[BUG] starrocks ce hscale in ERROR 1064 (HY000): Backend node not found
Describe the bug A clear and concise description of what the bug is.
kbcli version
Kubernetes: v1.30.4-vke.4
KubeBlocks: 0.9.5-beta.15
kbcli: 0.9.5-beta.7
ERROR 1064 (HY000): Backend node not found. Check if any backend node is down.backend: [strce-nlbjad-be-1.strce-nlbjad-be-headless.default.svc.cluster.local alive: true inBlacklist: false] [strce-nlbjad-be-0.strce-nlbjad-be-headless.default.svc.cluster.local alive: true inBlacklist: false] [strce-nlbjad-be-2.strce-nlbjad-be-headless.default.svc.cluster.local alive: false inBlacklist: true]

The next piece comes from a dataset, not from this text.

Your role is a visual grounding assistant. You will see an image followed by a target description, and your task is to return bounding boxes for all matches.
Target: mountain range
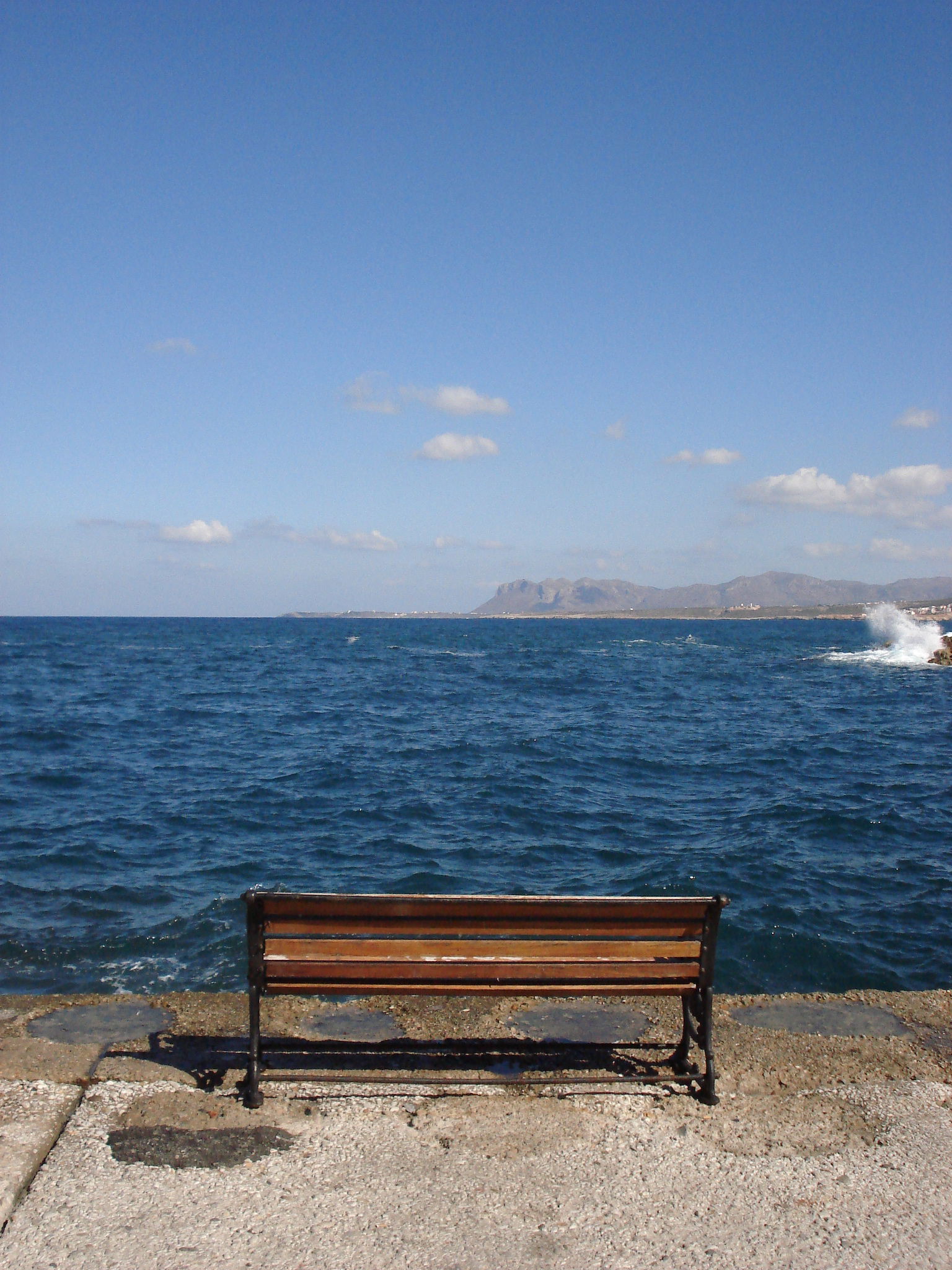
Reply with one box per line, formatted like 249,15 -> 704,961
474,573 -> 952,616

To Reproduce Steps to reproduce the behavior:
- create cluster
apiVersion: apps.kubeblocks.io/v1alpha1
kind: Cluster
metadata:
name: strce-nlbjad
namespace: default
spec:
terminationPolicy: Delete
componentSpecs:
- componentDef: starrocks-ce-fe
name: fe
replicas: 1
resources:
requests:
cpu: 1000m
memory: 1Gi
limits:
cpu: 1000m
memory: 1Gi
- name: be
componentDef: starrocks-ce-be
replicas: 2
resources:
requests:
cpu: 1000m
memory: 1Gi
limits:
cpu: 1000m
memory: 1Gi
volumeClaimTemplates:
- name: data
spec:
storageClassName:
accessModes:
- ReadWriteOnce
resources:
requests:
storage: 20Gi
kubectl get cluster strce-nlbjad
NAME CLUSTER-DEFINITION VERSION TERMINATION-POLICY STATUS AGE
strce-nlbjad Delete Running 72s
kubectl exec -it strce-nlbjad-fe-0 --namespace default -- bash
root@strce-nlbjad-fe-0:/opt/starrocks# mysql -P9030 -hstrce-nlbjad-fe-fe.default.svc.cluster.local -uroot --prompt='StarRocks > '
Welcome to the MySQL monitor. Commands end with ; or \g.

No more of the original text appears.